The Artful Escape não é um jogo difícil, e nem se propõe a ser. Mesmo os duetos que servem como lutas contra chefe costumam ser relativamente tranquilos — embora talvez eu tenha mais facilidade para mecânicas de ritmo? —, e sim mais como uma forma de expressão do próprio Francis, sendo possível escolher o tempo de segurar cada botão para dar personalidade a cada sequência.
Todo o jogo é voltado para a criação desta persona artística, com até momentos de quebra dessa base de gameplay para dar ao jogador novas formas de se expressar, incluindo uma entrevista de talk-show e uma visita a um guarda-roupas para customizar o Artista Antigamente Conhecido como Francis Vendetti.
Estes são os momentos em que o jogador pode encarnar seu próprio Bowie e dar vida a essa persona: qual é seu passado? Ele é um ladrão ou um guerreiro? Lobo solitário ou líder de uma orquestra? Gente boa ou um babaca?
Tudo isso é amplificado graças a um elenco de personagens um tanto arquetípicos, mas bem interpretados. Lightman, em particular, dificilmente teria o mesmo nível de charme e estilo se não tivesse a voz do grande Carl Weathers.
A presença de Weathers é bem apropriada, já que o ator encontrou fama nos anos 1970 e 1980 como Apollo Creed em Rocky, e o jogo faz clara referência (e deferência) à estética destas em vários sentidos, de álbuns de rock progressivo e capas de livros de ficção científica até filmes como De Volta para o Futuro e Bill & Ted.
… E, embora sem contar tanto com o humor característico (com algumas exceções), não pude deixar de pensar em O Guia do Mochileiro das Galáxias, com seus alienígenas e planetas esquisitos.
No fim, porém, The Artful Escape é um jogo bem simples, curto e agradável. Não há muito de inovador nele em termos de mecânicas, e sua narrativa parecer seguir as etapas da Jornada do Herói à risca, mas elas servem para trazer à tona toda a piração de som, luzes e ambientação imaginada pelos desenvolvedores da Beethoven & Dinosaur.
É um jogo que, honestamente, se define pelas “vibes”: Às vezes melancólicas e tristes, como no início do jogo ao explorar a cidade de Calypso com a música de Johnson Vendetti ecoando por toda a parte como uma aparição fantasmagórica; às vezes triunfal e insana, com números musicais representando batalhas intergaláticas.
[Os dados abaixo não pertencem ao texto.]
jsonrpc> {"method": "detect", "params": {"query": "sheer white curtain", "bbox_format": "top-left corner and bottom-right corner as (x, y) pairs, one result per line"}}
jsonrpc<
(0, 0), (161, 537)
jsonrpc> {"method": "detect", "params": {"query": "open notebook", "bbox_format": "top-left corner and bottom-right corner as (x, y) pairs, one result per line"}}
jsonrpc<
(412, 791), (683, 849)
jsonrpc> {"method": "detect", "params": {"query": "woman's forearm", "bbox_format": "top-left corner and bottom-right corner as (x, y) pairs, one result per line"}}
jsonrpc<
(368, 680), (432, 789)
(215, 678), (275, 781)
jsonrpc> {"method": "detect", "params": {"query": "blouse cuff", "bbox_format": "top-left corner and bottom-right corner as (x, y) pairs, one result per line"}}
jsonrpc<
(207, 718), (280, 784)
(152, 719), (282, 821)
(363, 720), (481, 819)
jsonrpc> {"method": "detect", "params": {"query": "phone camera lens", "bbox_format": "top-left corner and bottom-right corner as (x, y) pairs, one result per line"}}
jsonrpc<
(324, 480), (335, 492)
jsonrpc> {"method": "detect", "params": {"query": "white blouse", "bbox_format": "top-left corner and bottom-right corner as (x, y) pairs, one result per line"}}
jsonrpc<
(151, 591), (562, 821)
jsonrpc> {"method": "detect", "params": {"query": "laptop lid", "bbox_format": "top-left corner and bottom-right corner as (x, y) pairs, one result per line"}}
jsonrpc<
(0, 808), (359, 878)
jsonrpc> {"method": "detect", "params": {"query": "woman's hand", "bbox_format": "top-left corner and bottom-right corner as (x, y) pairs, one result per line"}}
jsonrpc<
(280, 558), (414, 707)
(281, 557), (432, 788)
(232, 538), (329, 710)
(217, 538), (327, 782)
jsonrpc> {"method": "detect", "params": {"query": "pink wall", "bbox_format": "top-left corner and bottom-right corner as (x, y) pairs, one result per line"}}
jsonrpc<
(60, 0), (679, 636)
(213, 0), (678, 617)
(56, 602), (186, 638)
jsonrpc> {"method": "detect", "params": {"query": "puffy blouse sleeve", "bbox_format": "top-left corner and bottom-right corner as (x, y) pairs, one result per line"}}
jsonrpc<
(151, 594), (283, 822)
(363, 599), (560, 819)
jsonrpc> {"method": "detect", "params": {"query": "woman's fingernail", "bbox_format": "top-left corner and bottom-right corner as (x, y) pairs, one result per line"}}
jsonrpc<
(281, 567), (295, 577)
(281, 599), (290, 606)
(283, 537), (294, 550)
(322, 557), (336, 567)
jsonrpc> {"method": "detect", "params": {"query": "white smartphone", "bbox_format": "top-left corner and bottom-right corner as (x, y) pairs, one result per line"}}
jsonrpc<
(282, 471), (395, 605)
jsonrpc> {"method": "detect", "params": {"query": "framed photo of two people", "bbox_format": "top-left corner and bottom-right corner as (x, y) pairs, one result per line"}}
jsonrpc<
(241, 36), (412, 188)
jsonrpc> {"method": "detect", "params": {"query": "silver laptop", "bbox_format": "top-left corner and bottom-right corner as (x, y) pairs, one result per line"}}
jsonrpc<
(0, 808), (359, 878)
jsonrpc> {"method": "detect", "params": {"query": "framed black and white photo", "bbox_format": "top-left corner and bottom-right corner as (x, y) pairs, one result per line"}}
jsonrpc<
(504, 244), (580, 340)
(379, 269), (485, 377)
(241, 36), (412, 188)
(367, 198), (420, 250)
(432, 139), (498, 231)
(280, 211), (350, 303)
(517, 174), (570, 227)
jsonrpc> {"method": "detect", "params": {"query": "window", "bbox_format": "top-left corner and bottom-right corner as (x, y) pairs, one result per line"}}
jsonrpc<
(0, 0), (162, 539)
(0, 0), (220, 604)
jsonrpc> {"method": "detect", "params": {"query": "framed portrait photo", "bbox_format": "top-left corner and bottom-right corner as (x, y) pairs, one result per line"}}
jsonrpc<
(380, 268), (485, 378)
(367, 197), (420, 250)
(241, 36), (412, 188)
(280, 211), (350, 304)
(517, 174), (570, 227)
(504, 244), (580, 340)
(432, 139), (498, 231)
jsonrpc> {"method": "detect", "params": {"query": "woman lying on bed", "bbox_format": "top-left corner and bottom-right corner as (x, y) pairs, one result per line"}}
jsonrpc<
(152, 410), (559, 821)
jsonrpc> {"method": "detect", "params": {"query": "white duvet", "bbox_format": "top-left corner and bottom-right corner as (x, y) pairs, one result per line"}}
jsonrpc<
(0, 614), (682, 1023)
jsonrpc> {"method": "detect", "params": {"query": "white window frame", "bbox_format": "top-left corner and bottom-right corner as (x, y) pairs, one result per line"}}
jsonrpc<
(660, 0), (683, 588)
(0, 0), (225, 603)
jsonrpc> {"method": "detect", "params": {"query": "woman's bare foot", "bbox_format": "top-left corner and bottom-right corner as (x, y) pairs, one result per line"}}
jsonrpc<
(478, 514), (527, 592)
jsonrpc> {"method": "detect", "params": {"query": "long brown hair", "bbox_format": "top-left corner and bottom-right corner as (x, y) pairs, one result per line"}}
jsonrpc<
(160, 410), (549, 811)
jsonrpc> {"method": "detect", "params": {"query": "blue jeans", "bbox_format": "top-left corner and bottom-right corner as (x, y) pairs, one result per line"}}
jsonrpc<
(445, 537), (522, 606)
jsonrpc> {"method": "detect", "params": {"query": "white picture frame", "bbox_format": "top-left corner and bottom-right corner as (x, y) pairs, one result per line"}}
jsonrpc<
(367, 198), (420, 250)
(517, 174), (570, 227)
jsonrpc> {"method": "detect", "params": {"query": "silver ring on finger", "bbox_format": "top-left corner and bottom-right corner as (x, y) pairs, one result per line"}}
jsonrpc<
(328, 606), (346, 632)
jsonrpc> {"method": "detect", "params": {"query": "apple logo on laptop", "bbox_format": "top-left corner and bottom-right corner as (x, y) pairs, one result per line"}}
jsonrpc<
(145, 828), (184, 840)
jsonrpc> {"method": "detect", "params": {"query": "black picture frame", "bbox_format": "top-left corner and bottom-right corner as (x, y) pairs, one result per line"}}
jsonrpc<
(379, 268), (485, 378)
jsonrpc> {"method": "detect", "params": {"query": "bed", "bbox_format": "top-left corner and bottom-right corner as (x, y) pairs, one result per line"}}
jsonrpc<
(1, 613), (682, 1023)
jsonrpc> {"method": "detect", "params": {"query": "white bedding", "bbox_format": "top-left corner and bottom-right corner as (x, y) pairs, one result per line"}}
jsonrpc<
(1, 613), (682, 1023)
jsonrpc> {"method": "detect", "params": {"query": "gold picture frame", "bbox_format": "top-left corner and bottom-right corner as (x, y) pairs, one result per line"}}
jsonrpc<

Se você tiver um PC ou Xbox e uma assinatura do Game Pass, vale a pena conferir — inclusive, talvez, até como um contraponto a outro jogo da Annapurna Interactive que chegou ao serviço recentemente, Twelve Minutes.
Ambos são relativamente curtos, mas enquanto um é uma experiência sombria e claustrofóbica que pede para que o jogador resolva quebra-cabeças da forma mais agressiva possível, outro é uma aventura bombástica e exuberante, que busca uma auto-expressão do jogador de uma forma suave e descontraída.